EU: ‘Major improvement’ in sight as EU ministers agree on withholding tax rules

Pension funds and other investors are a step closer to long-desired smoother withholding tax procedures after EU finance ministers yesterday agreed on proposals that have the potential to harmonise tax procedures across EU countries.

The Directive on Faster and Safer Relief of Excess Withholding Taxes – dubbed the FASTER Directive – has been hailed as an important step towards removing tax barriers to a Capital Markets Union (CMU).

The new directive, which still needs to formally adopted by the EU Council, means that member states will need to have a framework that offers investors either a relief-at-source or a quick refund of their excess withholding tax payments.

Pension funds, via their industry bodies, have long complained about the difficulties and costs involved in reclaiming withholding tax.

A 2021 survey from the European Central Bank highlighted that withholding tax relief procedures remain largely a paper-based process across the EU, requiring physical documents, wet-ink signatures, and physical interaction.

Investors view this as a cumbersome and time-consuming process that discourages cross-border investment. Under the FASTER Directive, all member states will issue common EU digital tax residence certificates instead.

Implementation key

Thibault Paulet, senior policy adviser at PensionsEurope, said the agreement on the FASTER Directive meant there would be major improvements to withholding tax procedures, although the impact will in part come down to how the legislation will be transposed at national level.

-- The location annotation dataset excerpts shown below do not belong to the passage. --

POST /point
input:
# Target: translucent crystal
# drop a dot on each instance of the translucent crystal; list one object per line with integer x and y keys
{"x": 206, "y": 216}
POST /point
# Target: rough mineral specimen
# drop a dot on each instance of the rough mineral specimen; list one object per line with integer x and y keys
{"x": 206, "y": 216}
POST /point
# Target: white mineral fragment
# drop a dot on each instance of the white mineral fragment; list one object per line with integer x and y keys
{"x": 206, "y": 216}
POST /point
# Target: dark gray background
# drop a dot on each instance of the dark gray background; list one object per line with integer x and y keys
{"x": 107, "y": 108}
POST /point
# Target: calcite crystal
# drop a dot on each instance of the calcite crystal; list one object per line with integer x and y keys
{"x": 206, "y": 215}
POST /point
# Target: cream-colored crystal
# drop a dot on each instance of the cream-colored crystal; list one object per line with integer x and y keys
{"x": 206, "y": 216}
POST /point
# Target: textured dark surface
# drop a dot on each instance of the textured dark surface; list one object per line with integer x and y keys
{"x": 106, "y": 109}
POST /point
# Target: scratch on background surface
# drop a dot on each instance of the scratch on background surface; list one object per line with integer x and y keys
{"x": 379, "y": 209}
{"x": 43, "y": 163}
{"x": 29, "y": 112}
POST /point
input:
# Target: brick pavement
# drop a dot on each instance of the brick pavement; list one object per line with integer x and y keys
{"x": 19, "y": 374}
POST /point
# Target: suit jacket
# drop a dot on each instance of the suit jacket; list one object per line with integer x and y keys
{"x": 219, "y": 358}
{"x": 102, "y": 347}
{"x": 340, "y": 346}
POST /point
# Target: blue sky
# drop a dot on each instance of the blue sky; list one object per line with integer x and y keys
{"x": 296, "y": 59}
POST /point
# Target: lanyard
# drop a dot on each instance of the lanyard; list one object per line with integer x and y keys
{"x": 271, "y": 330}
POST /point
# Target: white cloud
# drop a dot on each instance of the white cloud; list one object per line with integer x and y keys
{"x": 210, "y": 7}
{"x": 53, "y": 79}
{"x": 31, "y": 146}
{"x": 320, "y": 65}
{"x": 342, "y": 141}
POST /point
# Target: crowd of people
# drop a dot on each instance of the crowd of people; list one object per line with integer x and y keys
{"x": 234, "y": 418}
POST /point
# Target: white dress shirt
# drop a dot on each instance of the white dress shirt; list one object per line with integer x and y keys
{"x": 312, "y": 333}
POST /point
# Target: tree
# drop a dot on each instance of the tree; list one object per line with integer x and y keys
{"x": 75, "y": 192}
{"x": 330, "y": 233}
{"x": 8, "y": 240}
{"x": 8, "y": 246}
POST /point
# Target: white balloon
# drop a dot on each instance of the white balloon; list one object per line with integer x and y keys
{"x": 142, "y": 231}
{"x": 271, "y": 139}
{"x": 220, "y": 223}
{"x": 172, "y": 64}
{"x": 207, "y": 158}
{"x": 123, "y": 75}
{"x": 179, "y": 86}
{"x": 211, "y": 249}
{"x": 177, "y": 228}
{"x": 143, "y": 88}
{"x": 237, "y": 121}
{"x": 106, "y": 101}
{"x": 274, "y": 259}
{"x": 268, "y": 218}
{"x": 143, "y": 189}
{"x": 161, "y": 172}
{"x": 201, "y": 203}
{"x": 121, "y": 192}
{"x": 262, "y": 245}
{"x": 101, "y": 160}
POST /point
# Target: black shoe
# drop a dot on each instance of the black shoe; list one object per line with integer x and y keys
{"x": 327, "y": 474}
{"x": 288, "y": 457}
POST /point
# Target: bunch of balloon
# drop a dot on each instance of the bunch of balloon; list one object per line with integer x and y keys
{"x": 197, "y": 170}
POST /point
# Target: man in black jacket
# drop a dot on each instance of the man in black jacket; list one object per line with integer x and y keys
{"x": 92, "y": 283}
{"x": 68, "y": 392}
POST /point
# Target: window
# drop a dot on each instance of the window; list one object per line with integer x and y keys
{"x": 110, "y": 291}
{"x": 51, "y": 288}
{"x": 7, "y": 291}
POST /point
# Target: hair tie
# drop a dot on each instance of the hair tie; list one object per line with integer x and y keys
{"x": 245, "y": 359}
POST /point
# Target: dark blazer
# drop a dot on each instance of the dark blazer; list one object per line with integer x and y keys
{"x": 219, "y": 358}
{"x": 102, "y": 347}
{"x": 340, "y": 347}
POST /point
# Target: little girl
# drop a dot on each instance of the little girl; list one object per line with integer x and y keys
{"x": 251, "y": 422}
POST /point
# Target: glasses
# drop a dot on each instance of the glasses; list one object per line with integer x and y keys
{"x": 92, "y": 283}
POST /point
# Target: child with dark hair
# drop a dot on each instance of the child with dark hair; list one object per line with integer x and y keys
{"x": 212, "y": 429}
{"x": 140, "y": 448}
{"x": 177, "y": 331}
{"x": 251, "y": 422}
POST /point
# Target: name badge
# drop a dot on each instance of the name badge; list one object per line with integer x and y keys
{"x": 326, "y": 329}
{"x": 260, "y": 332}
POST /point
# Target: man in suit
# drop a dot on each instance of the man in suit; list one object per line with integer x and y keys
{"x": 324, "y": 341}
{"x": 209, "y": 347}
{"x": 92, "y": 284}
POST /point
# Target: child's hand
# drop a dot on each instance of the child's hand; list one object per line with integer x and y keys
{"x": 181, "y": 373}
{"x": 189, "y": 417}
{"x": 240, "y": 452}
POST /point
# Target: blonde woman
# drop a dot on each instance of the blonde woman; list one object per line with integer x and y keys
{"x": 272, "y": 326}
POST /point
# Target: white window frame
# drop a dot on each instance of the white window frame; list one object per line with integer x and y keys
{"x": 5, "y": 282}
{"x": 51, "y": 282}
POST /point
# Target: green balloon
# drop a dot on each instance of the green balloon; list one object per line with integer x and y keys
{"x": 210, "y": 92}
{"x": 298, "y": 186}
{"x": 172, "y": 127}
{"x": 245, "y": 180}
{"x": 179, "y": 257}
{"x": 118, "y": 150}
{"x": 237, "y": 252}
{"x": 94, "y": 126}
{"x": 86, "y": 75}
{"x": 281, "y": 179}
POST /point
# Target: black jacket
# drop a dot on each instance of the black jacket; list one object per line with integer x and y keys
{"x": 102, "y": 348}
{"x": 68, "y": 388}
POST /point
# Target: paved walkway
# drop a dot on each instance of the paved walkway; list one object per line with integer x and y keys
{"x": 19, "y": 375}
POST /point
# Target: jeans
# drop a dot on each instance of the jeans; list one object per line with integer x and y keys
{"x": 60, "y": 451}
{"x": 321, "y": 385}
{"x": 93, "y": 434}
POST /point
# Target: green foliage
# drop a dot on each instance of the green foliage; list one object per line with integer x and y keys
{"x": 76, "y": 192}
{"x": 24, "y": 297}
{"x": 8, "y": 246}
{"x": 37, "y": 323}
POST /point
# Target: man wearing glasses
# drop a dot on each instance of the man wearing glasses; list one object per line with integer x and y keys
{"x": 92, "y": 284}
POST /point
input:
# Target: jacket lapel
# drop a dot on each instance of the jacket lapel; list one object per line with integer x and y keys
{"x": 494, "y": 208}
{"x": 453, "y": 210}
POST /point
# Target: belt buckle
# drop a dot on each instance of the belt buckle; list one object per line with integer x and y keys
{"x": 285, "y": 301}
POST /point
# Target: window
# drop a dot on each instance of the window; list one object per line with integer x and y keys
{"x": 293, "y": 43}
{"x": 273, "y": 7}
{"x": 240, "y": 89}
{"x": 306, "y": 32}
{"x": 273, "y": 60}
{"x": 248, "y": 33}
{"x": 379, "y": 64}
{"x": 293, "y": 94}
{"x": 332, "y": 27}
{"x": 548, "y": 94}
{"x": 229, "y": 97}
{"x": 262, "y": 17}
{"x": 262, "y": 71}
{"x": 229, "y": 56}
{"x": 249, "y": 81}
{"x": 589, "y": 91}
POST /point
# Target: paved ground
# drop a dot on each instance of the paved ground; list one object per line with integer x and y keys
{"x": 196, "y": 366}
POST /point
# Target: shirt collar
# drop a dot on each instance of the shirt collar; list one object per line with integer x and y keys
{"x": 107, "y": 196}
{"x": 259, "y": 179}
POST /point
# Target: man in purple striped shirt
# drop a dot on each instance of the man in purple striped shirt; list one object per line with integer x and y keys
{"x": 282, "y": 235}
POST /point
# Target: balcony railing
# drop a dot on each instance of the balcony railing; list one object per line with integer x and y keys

“There has been a code of conduct on withholding tax, but this wasn’t very successful and we’ve been pushing for a legal text,” Paulet told IPE. “This is a step in the right direction, but we remain vigilant on the next steps.

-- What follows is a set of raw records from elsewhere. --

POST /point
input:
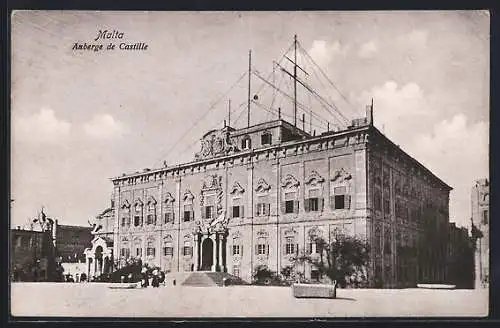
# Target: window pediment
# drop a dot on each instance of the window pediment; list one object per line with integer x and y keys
{"x": 262, "y": 186}
{"x": 289, "y": 181}
{"x": 314, "y": 178}
{"x": 341, "y": 175}
{"x": 151, "y": 200}
{"x": 237, "y": 188}
{"x": 188, "y": 196}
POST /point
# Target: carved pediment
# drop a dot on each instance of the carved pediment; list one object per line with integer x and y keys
{"x": 151, "y": 200}
{"x": 169, "y": 198}
{"x": 314, "y": 178}
{"x": 215, "y": 143}
{"x": 237, "y": 188}
{"x": 289, "y": 181}
{"x": 125, "y": 204}
{"x": 262, "y": 234}
{"x": 188, "y": 196}
{"x": 341, "y": 175}
{"x": 315, "y": 232}
{"x": 262, "y": 186}
{"x": 212, "y": 182}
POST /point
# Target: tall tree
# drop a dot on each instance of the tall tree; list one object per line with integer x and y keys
{"x": 343, "y": 258}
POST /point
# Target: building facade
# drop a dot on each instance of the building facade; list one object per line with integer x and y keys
{"x": 480, "y": 203}
{"x": 257, "y": 195}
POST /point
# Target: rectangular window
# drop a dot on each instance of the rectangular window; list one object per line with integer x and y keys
{"x": 485, "y": 217}
{"x": 315, "y": 275}
{"x": 151, "y": 251}
{"x": 289, "y": 245}
{"x": 137, "y": 220}
{"x": 187, "y": 251}
{"x": 266, "y": 139}
{"x": 169, "y": 217}
{"x": 236, "y": 250}
{"x": 151, "y": 219}
{"x": 236, "y": 270}
{"x": 261, "y": 249}
{"x": 188, "y": 212}
{"x": 209, "y": 212}
{"x": 236, "y": 211}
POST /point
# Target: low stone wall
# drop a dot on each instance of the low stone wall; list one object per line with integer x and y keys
{"x": 314, "y": 291}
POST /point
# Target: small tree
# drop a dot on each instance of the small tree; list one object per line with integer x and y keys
{"x": 343, "y": 260}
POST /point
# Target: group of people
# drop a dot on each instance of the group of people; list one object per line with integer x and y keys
{"x": 155, "y": 278}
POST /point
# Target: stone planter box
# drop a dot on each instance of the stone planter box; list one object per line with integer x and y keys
{"x": 314, "y": 291}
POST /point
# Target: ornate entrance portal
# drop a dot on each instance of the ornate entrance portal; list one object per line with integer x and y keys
{"x": 207, "y": 259}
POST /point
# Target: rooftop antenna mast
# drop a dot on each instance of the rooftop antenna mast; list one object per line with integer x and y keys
{"x": 295, "y": 81}
{"x": 249, "y": 81}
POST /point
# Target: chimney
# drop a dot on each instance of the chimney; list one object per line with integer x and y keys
{"x": 369, "y": 114}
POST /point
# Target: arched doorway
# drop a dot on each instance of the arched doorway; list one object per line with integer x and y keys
{"x": 207, "y": 258}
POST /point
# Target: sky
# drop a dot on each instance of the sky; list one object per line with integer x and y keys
{"x": 81, "y": 117}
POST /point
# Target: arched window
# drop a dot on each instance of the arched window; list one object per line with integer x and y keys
{"x": 151, "y": 216}
{"x": 266, "y": 138}
{"x": 168, "y": 246}
{"x": 151, "y": 250}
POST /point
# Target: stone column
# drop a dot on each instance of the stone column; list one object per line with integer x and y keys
{"x": 214, "y": 256}
{"x": 195, "y": 255}
{"x": 221, "y": 264}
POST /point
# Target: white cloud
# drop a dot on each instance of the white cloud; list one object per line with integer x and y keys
{"x": 323, "y": 52}
{"x": 103, "y": 126}
{"x": 415, "y": 40}
{"x": 43, "y": 127}
{"x": 368, "y": 49}
{"x": 457, "y": 152}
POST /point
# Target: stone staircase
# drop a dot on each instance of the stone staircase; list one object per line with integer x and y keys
{"x": 208, "y": 279}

“It is important that member states implement the directive without too much divergence from the text.”

The agreement on the directive comes ahead of EU elections in June and as a lot of focus is being placed on the bloc’s economic competitiveness, with Efama saying it believes the legislation will foster deeper integration of EU capital markets.

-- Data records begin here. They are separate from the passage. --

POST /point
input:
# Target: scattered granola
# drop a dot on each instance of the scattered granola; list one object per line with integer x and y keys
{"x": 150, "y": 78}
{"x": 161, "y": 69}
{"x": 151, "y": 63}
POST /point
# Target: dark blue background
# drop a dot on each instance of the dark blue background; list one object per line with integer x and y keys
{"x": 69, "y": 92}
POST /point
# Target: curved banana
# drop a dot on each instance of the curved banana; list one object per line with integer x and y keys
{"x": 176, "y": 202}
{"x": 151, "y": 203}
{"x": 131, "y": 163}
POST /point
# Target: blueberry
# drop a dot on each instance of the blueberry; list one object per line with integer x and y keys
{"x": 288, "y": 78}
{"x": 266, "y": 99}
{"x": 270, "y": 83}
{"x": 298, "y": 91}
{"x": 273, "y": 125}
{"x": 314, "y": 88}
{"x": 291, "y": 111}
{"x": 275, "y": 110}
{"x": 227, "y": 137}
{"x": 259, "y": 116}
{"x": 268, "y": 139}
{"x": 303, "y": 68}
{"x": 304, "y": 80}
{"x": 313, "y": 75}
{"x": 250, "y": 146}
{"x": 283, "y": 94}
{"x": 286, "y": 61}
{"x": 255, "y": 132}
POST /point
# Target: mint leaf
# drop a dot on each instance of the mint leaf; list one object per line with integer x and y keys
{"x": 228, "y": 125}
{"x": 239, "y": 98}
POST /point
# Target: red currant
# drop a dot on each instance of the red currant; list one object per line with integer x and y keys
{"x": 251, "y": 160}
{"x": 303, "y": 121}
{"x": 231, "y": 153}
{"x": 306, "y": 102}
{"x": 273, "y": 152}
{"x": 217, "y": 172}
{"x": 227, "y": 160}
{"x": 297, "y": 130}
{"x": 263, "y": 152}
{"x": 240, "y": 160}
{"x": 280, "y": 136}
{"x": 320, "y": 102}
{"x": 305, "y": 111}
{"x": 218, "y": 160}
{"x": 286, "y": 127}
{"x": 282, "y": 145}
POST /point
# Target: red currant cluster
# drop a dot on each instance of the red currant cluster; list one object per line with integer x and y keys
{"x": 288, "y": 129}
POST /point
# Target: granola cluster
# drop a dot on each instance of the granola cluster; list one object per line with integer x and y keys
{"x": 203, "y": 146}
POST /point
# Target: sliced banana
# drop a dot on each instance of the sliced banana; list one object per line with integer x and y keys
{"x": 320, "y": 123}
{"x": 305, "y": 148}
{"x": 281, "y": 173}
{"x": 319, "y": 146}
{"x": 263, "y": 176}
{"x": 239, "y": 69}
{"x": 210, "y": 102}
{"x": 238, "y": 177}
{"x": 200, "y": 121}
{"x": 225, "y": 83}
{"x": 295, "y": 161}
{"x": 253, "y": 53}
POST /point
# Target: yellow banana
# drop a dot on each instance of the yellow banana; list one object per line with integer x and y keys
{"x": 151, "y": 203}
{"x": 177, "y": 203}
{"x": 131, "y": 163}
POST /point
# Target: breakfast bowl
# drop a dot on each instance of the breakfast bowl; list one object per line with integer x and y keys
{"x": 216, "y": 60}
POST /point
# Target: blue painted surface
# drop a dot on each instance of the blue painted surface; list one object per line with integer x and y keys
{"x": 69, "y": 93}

“The decision by the ministers of finance is a very welcome step to improve inefficient and burdensome tax procedures which disincentivise cross-border investing,” said António Frade Correia, senior tax adviser at Efama, the Brussels-based trade body representing European investment management.

“It took several years of collaborative effort involving the European Commission, national tax authorities, industry representatives and the Spanish and Belgian Council Presidency teams. Moving forward, we need to ensure the proposal is effective in practice, which will require further collaboration between industry and policymakers and a keen eye on national implementation.”

Once the FASTER Directive is formally adopted by the Council, implementing rules, national laws and administrative guidance will need to be prepared and adopted by 31 December 2028, to start applying in 2030.